Machine Learning or Data Science is all about understanding your data through Mathematics and Statistics concepts. Before you go on writing Python codes first thing you should know is how to do a few basic calculations. In this blog, I tried to cover Maths used in Data Science.  

1. Understanding Mean, Median and Mode:

Mean is nothing but the average.

Example:- Dataset  (1,2,3,4,5,6,7)

Mean=(1+2+3+4+5+6+7)/7

Mean= 4

Median is a central value. There are two ways to calculate the median one for odd numbers and another is for even numbers. Assign the value into ascending order.

For even number: 

  • Sample Dataset: 1,58,34,56,23,2,45,8
  • Arrange dataset in Ascending order (1,2,8,23,34,45,56,58) 
  • Take the middle two values these are 23+34 and take a average. It will be center value for above dataset.

For odd numbers:

  • Sample Dataset: 1,2,8,23,34,45,56
  • Arrange dataset in ascending order. 
  • 23 is dividing the dataset value into two equal part. 
  • So in this case 23 is a middle value.

Mode:- The number which occurs most in the dataset. 

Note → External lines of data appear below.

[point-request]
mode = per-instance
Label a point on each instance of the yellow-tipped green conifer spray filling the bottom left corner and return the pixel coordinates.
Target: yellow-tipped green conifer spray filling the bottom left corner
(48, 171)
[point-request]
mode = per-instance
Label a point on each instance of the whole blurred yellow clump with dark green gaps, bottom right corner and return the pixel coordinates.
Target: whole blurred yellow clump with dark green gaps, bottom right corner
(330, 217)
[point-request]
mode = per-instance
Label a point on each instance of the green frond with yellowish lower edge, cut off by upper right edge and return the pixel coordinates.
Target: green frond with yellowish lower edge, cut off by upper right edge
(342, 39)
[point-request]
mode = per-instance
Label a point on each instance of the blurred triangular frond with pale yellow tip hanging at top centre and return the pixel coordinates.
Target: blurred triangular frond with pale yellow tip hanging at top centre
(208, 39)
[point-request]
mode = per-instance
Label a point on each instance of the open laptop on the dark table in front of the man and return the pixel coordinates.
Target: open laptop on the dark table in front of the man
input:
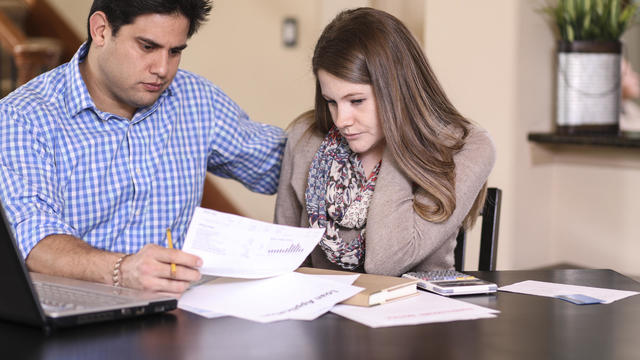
(53, 302)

Sample Dataset (1,2,4,3,2,5,6,2,7,8,2)

2 are occurring most times in the dataset, so the Mode is 2.

2. Variance and standard deviation:  

It is used to understand how your data is scattered. Variance is nothing but how your data is spread on the graph. Standard deviation is the squared root of variance.

Let’s see how to calculate variance. 

  1. Calculate the mean of your dataset.
  2. Subtract the mean from each data point and then take square
  3. Take the average of all the answers we got in step 2. This is variance of your dataset.
  4. Square root of variance is Standard Deviation.

These values data Scientists use for further analysis.